How can we use those areas if no balls fit there? Well, we can use the blue area to squeeze the ball columns even closer to each other! The honeycomb style packing is definitely the most dense method so how come? It's easier then one would think: Let's place ball 34 to the top and let's distribute this extra 7.7 millimetres equally over the 33 gaps between the balls of the first column. This way the balls of the second column can move a little bit to the left until they are touching the balls of the first column again! And of course, balls in the 3rd column can move to the left twice as much, 4th column balls can move to the left three times as much, and so on. We can have a considerable gain in the last column, making the width of the red area larger.

If x denotes the gap between balls in a column, the following simple equation can be written to describe the full height of the rectangle, which is the width of the snooker table:

(34*52.45) + (33*x) = 1791

Thus, x=0.2333 mm

The new, smaller distance between the columns is denoted by y and it can be calculated easily if we consider the following diagram:

Calculating y, the distance between ball columns

sntmnobcols3.png (11.11 KiB) Viewed 25513 times

The result of the calculation is the following: y = 45.356 mm.
The distance between columns was 45.423 mm in the honeycomb style placement so this is not too much but we have 78 columns, thus the new width of the red area increases to 3582 - 52.45 - (77*45.356) = 37.178 mm! We gained more than 5 millimetres width in the red area!
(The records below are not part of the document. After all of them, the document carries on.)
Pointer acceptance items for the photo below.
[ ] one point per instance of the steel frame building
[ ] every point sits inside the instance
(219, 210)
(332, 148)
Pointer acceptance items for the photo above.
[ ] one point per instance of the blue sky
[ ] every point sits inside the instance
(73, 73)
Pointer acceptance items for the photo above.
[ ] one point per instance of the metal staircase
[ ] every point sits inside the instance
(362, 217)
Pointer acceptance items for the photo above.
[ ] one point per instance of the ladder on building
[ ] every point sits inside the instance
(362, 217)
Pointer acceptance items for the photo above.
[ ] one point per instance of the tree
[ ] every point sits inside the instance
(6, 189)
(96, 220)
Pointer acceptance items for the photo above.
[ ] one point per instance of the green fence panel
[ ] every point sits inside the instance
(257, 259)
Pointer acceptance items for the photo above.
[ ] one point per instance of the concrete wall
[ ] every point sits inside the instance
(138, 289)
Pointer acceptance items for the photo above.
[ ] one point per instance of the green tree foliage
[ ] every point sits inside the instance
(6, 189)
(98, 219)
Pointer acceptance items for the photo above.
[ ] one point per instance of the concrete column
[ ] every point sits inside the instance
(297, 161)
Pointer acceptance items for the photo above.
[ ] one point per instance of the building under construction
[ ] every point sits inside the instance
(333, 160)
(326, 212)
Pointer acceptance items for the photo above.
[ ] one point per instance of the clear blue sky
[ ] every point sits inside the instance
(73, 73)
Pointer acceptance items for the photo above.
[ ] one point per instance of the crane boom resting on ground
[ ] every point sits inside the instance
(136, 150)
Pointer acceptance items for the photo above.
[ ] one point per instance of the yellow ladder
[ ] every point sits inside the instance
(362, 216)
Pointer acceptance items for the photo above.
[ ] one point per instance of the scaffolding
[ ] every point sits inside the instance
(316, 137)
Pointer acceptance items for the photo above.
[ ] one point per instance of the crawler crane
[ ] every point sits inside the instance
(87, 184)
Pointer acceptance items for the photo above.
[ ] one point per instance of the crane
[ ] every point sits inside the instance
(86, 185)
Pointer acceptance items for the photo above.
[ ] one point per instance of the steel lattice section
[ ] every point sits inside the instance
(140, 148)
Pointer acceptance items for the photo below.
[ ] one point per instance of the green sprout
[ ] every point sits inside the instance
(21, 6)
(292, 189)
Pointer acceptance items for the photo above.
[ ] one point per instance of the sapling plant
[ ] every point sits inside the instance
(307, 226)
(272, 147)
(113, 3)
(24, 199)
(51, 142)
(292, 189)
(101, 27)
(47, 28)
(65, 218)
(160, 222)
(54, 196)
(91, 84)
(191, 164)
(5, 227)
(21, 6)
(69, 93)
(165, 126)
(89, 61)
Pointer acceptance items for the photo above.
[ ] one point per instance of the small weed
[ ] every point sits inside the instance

So, what do we do with it? Extra balls still don't fit there! The trick is to use the full width of the red area to place the balls of the last column as close to the top as possible! Instead of long boring calculations, let's solve this placement graphically. The following picture shows how dense the balls of the last column can be placed next to the balls of the previous column:

how-many-balls-on-a-snooker-table-method-red.png (8.47 KiB) Viewed 25513 times

So, how many balls do fit in the "last column"? Let's count it on the full picture:

how-many-balls-on-a-snooker-table-full-red.png (29.97 KiB) Viewed 25513 times

That's 42 balls in the last column instead of the 33 balls we had before, so we could place 9 extra balls on the table!

Thus, the final answer is 2613 + 9 = 2622 balls.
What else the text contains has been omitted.